In SLS printing, the major build parameters are laser power, bed temperature, layer thickness, scan spacing, scan speed, and part raster pattern. Laser power, scan spacing, and scan speed are often bundled and expressed as the amount of energy delivered by the laser to the polymer powder. Appropriate energy delivery by laser and bed heating is important for printing serviceable parts. Powder properties are also well documented to be crucial to print quality, which are primarily affected by powder morphology. In addition, environmental effects such as humidity and electrostatic charging should also be taken into account. ^, Another important consideration in polymer PBF is powder aging and reuse. The ability to reuse polymer powders from prior print runs improves the economy of PBF printing significantly. Powders that are used in a print run are subject to thermal aging and often result in parts with inferior print quality, but a mitigation approach that is frequently used is to mix virgin powders with aged powders to minimize the decrease in part quality. Postprinting powder removal is also important to consider.

In the context of orthopedics, polymer PBF is used in both implant and nonimplant applications, and currently it is the only printing approach that has been used for commercial orthopedic implants. For implant applications, PAEK polymers are a common choice because of their vast clinical usage history and good printed properties. Commercial PAEK devices include a suture anchor, craniofacial implants, and spinal implants. For nonimplant materials, a common choice is any nylon variety, with common applications in surgical guides. Although there is obviously much potential in the use of PBF for printing orthopedic devices, currently there are relatively few commercially available powders that are optimized for PBF, with the majority of them being nonimplant grade.

Inkjet

Inkjet (IJ) printing is considered to be the most complex yet most accurate printing method, resulting in multicolor parts with a good finish. However, the printed parts are mechanically weaker than standard injection-molded parts.
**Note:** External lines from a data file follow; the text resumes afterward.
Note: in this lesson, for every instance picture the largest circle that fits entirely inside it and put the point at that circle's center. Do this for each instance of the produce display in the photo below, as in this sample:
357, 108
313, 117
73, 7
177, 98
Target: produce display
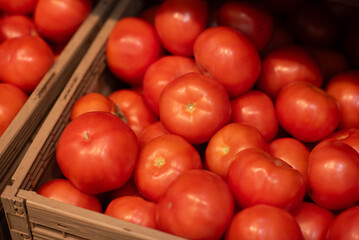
237, 120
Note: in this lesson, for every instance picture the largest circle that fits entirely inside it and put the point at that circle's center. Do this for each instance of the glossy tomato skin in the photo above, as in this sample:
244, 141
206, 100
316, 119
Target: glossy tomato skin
313, 220
133, 209
194, 107
11, 101
196, 211
227, 142
307, 112
178, 24
64, 191
24, 61
272, 181
333, 175
221, 50
263, 221
256, 109
97, 152
287, 64
133, 45
252, 20
345, 88
70, 13
161, 161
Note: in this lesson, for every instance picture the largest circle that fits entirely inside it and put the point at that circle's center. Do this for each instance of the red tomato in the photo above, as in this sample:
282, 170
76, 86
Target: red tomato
345, 225
197, 205
11, 101
97, 152
58, 20
92, 102
229, 57
160, 73
263, 222
24, 61
256, 109
313, 220
132, 47
132, 105
293, 152
307, 112
178, 24
161, 161
345, 88
133, 209
285, 65
227, 142
13, 26
62, 190
250, 19
333, 175
272, 181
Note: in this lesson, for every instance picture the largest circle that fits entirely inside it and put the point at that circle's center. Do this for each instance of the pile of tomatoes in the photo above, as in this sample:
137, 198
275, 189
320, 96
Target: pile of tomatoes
240, 121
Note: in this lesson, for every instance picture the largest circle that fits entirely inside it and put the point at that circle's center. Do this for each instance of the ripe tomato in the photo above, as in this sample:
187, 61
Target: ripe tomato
252, 20
313, 220
160, 73
133, 209
97, 152
48, 15
178, 24
307, 112
197, 205
161, 161
345, 88
229, 57
227, 142
194, 107
24, 61
263, 222
256, 109
285, 65
11, 101
272, 181
133, 45
333, 175
62, 190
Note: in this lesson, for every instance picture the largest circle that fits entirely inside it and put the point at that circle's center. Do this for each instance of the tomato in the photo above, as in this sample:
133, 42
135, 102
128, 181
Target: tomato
194, 107
313, 220
11, 101
178, 24
91, 102
70, 13
197, 205
24, 61
333, 175
160, 73
251, 19
288, 64
224, 145
13, 26
256, 109
132, 46
97, 152
307, 112
229, 57
345, 88
345, 225
272, 181
133, 209
64, 191
161, 161
263, 221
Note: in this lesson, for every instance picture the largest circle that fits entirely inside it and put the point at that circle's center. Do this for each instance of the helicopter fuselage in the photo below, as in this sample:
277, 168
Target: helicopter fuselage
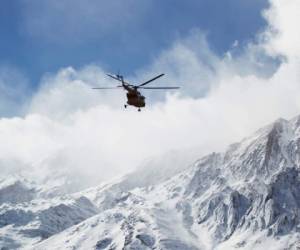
135, 98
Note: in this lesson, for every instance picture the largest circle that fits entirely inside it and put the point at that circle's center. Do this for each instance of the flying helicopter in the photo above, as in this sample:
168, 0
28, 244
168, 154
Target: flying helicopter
134, 97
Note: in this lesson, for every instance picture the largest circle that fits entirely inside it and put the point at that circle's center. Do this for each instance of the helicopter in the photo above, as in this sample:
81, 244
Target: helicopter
134, 97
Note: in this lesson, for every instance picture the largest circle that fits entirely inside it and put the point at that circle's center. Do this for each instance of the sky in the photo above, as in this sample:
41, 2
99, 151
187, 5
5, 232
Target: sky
44, 36
237, 63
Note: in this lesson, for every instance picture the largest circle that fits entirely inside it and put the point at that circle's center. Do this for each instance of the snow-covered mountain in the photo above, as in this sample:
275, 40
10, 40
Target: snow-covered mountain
247, 197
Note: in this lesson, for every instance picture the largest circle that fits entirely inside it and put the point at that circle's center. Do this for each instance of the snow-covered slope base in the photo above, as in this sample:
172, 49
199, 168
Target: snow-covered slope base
245, 198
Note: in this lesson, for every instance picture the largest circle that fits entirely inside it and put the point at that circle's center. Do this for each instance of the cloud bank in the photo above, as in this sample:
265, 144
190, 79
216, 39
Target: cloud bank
72, 129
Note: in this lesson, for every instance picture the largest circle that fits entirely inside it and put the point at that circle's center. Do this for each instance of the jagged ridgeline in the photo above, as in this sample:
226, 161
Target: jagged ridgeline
247, 197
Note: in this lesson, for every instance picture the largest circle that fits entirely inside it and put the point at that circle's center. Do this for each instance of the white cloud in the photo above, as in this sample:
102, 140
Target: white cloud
69, 126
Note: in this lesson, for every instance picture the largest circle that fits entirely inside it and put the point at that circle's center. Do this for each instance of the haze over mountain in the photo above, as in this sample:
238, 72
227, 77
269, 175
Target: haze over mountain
69, 160
244, 198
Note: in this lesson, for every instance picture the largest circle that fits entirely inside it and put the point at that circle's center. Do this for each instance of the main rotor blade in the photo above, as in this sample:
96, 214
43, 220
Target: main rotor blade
151, 80
118, 87
159, 87
116, 78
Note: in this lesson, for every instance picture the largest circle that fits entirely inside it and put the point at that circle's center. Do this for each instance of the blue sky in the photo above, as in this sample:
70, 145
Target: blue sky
43, 36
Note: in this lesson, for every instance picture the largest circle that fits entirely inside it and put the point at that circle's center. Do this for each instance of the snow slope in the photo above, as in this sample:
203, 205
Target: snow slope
247, 197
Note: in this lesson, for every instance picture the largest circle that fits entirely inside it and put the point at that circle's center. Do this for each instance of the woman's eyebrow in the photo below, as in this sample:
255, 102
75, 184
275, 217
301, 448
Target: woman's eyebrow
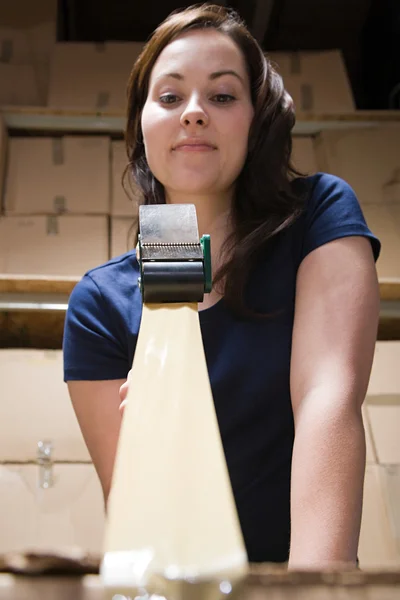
212, 76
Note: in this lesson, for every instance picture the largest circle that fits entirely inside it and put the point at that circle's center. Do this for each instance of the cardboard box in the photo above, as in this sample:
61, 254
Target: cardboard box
383, 402
36, 407
377, 546
69, 174
303, 155
100, 73
51, 245
317, 81
384, 222
69, 513
122, 235
371, 457
368, 159
3, 158
19, 85
392, 491
15, 46
25, 14
122, 202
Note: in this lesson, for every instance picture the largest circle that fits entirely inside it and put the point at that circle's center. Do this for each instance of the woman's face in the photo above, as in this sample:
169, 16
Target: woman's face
197, 114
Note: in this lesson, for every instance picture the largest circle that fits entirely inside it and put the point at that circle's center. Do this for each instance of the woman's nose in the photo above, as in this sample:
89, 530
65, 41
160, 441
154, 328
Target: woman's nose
194, 114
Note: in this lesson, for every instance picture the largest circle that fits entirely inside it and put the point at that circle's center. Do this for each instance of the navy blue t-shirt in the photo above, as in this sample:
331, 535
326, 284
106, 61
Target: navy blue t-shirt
248, 361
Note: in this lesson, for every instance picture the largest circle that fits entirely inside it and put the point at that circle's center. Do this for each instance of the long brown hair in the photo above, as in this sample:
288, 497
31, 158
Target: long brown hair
264, 203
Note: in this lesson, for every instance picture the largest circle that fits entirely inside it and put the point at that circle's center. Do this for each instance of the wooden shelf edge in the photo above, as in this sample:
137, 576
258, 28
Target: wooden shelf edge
37, 284
42, 118
44, 284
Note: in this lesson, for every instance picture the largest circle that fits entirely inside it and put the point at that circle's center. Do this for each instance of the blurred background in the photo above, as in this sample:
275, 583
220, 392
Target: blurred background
64, 66
366, 31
Material availability is also very limited compared to other printing methods because of stringent property requirements, and commercial resins are typically proprietary and machine specific. IJ can be classified into MJ and BJ. Both use photopolymers, although BJ processes can also use other substances for binding, such as solvents. Some processing considerations of IJ are similar to VP, wherein the photopolymer needs to cure properly during the build process. A crucial difference to VP is the need to consider the jetting process. Additionally, for BJ there is also a need to take powder properties into account. Postprint powder removal is also important in medical applications. In medical devices and orthopedics specifically, IJ is most often used for planning and visualization aids.